Monday, January 26, 2009

Mih Goes to School

Mih had not attended school since coming back to the village with his sick family. Before Mih became ill and before his father and mother passed away, he had been attending the local government primary school. The school was located in a valley 5 miles away from the village. About 600 children attended the primary school and Mih had been one of them, having been placed in standard four. He should have been in class 6 but because of illness he had missed several classes and had to repeat some classes, something he hated very much. The first time he attended class, he was forced to sit on the floor because he had not brought a desk, nor had he paid the school levy for the purchase of one. On that first day he had carried his books from his previous school in Douala only to find that they used different books here in the village. Even his writing exercise books were not the ones specified by the school authorities.
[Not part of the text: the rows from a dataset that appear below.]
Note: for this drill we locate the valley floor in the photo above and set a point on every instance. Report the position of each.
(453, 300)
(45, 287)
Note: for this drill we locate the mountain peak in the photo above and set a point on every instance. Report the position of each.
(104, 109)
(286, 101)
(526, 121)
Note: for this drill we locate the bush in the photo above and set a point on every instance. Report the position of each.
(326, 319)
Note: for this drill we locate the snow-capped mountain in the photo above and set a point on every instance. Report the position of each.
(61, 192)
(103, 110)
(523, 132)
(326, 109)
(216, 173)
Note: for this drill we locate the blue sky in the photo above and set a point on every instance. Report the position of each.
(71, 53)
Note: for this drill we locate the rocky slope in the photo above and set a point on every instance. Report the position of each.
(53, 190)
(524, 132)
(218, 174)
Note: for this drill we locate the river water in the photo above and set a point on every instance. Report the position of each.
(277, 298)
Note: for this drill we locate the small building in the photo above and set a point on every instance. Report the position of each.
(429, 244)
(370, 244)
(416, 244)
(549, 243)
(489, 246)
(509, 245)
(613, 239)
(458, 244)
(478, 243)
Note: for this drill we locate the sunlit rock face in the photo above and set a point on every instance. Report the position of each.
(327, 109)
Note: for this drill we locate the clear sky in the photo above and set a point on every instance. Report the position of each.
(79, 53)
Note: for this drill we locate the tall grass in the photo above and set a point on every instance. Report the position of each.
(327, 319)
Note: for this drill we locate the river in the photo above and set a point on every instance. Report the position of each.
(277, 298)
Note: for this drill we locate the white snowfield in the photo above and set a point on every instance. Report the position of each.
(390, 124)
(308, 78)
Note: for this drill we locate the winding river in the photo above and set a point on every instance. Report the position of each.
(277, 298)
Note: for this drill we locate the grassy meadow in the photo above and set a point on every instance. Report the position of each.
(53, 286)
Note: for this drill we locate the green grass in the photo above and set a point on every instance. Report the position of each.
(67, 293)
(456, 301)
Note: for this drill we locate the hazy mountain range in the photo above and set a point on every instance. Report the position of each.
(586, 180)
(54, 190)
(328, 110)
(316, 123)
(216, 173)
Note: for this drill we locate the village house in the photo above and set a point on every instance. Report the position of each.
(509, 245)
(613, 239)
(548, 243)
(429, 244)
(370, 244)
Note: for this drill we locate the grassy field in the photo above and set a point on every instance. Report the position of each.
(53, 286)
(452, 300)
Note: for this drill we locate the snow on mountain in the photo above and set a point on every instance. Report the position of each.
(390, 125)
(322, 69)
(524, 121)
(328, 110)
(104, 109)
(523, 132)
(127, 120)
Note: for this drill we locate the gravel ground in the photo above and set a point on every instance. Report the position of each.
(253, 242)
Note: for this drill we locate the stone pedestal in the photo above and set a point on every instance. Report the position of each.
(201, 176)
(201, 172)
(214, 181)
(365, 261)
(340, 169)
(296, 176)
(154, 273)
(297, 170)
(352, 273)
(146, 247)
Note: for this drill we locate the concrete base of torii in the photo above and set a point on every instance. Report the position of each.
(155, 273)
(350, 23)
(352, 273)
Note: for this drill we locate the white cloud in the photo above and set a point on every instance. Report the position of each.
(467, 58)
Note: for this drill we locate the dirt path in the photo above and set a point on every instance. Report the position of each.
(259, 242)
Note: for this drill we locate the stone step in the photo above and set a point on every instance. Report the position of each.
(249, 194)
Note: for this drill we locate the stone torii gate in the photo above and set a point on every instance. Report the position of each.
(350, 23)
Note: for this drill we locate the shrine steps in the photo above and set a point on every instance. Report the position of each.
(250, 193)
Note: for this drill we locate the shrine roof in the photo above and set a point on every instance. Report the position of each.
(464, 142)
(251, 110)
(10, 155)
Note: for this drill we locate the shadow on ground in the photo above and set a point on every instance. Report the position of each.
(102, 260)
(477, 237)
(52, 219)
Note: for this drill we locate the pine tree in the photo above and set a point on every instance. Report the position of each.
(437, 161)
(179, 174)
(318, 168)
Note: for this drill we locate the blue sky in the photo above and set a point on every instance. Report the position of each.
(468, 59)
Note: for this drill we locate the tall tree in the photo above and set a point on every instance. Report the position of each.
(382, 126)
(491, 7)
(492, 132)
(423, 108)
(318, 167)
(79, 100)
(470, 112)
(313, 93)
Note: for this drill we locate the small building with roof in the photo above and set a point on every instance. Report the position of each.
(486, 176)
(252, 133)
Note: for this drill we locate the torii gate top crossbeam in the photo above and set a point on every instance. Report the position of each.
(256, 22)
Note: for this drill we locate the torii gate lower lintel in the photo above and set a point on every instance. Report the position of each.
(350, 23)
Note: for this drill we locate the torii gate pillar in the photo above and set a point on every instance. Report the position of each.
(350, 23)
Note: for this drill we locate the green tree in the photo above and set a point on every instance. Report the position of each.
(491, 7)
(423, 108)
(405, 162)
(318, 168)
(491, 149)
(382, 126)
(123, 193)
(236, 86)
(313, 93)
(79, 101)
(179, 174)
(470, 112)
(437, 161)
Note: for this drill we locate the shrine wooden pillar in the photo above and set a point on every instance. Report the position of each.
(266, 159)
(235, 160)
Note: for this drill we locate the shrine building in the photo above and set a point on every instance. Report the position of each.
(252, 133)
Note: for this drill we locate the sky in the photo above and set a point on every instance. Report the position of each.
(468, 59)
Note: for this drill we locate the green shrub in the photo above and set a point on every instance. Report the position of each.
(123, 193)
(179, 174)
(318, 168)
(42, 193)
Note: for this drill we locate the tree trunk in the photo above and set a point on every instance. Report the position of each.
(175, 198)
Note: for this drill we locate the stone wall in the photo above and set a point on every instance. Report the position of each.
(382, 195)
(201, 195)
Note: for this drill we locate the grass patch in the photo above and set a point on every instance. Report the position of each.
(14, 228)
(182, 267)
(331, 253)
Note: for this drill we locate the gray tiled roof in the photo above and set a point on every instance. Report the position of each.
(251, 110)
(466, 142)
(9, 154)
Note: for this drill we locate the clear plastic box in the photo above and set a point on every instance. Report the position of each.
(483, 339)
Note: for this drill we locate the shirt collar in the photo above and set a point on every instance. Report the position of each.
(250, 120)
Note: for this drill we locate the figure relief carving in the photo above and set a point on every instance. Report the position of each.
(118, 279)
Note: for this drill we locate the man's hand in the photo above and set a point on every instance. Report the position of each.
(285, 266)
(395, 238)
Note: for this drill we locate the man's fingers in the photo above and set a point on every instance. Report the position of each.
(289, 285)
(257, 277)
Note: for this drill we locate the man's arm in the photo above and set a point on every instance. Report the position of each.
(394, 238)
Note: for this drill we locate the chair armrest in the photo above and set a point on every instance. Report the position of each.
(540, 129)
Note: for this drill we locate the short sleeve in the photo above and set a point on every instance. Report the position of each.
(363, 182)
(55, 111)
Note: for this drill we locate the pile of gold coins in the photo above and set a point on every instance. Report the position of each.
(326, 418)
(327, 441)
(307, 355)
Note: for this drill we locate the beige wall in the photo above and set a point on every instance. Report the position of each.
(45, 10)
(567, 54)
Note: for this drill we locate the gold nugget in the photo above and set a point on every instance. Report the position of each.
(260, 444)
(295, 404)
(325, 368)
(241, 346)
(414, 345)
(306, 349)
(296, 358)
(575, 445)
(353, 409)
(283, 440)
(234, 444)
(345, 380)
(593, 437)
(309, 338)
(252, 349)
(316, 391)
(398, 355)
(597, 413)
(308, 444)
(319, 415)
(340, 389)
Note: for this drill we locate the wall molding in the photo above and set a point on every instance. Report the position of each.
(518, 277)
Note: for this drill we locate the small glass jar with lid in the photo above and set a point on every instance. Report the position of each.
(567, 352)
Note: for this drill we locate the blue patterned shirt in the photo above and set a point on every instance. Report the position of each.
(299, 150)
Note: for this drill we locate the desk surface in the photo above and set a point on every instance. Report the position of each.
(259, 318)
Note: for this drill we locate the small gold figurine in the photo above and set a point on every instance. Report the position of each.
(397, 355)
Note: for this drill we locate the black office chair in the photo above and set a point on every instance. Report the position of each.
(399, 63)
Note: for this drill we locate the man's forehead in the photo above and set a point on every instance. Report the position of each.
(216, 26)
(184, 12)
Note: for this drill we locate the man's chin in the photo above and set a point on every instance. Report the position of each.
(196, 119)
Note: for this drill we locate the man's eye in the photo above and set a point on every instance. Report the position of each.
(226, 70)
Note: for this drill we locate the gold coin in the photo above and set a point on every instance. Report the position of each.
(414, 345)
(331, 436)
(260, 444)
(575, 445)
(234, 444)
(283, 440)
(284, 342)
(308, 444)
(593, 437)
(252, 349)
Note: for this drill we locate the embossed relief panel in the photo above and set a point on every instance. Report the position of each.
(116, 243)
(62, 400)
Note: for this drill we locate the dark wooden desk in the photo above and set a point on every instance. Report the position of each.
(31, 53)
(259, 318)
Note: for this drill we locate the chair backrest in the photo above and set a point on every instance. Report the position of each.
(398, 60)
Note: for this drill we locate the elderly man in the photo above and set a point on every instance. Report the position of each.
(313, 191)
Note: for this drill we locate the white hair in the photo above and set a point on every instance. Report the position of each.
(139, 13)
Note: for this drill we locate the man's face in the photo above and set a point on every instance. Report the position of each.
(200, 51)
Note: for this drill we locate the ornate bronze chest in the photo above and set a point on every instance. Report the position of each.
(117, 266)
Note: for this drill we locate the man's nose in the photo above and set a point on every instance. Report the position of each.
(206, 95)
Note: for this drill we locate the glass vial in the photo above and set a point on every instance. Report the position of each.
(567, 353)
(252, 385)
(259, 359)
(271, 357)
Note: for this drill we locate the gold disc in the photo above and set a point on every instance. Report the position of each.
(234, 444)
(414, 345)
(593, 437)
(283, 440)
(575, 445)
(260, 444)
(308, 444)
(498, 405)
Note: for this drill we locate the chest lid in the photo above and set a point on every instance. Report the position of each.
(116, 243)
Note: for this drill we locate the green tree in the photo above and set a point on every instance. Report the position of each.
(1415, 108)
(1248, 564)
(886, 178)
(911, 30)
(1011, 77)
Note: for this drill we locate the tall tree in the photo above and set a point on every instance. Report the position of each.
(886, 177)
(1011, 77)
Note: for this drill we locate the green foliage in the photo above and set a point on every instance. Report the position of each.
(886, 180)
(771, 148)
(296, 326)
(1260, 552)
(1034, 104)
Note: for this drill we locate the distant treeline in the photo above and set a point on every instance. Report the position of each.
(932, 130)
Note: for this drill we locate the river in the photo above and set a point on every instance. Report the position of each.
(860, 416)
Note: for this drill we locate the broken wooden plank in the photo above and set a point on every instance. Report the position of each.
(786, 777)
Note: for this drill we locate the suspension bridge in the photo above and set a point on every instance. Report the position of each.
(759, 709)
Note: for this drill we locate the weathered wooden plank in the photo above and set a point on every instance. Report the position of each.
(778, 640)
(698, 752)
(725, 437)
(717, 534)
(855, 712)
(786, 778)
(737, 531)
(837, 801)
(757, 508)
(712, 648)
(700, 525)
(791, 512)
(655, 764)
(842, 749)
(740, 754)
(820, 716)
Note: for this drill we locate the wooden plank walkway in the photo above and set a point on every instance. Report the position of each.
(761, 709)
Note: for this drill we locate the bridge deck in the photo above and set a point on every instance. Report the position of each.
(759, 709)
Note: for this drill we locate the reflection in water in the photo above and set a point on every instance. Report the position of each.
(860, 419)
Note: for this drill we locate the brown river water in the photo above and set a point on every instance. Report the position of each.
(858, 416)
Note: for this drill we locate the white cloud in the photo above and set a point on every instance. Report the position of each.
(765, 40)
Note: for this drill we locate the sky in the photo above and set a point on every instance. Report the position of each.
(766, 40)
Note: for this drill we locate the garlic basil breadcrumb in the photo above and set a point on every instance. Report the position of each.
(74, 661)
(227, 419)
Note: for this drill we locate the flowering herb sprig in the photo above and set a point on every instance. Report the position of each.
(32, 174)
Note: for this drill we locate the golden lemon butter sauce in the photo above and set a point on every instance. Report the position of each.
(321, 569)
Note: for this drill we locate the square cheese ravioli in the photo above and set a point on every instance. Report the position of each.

There was a requirement to have a uniform that consisted of a blue shirt and Khaki pants. Mih did not have the prescribed uniform. His entire wardrobe consisted of one torn shirt that had been stitched several times; two pairs of shorts given by his uncle and a used sweatshirt that Mih held on to for dear life. He slept in it. Dressed up in it. And even when it was too hot he carried his sweatshirt over his shoulder. Shoes were optional because of the cost, so a very few children wore shoes to school. Mih’s only pair of shoe was a pair of rubber slippers that he carried by hand most of the time because the strap on the right shoe kept popping out, rendering it useless. He had tried mending the errant shoe but had not succeeded yet.
Lunch hour presented a serious challenge for Mih, because he never brought any food with him nor did he have money to buy the food that was sold at school. Hence during

Lunch hour, Mih walked around eying the food courts manned exclusively by women who sold a whole range of food: maize and beans; rice and beans; corn bread and beans; rice and meat stew; groundnuts and pop corn mix; etc. The cost of a reasonable meal without a drink was $0.25. This amount was too expensive for Mih to afford, so he was left negotiating to share a meal with other children. Some days it worked and others it did not. On the days it did not work, Mih just went hungry until he went home and hoped the sister had cooked something for the three of them.

Mih belongs to the group of African HIV/AIDS orphans who through no fault of theirs are caught in the web of abject poverty. Thus even though these orphans are part of the village community, they are constantly sidelined because they cannot afford school supplies, food or clothing. Charities do exist, that are dedicated to working towards the full integration of African AIDS orphans into their communities.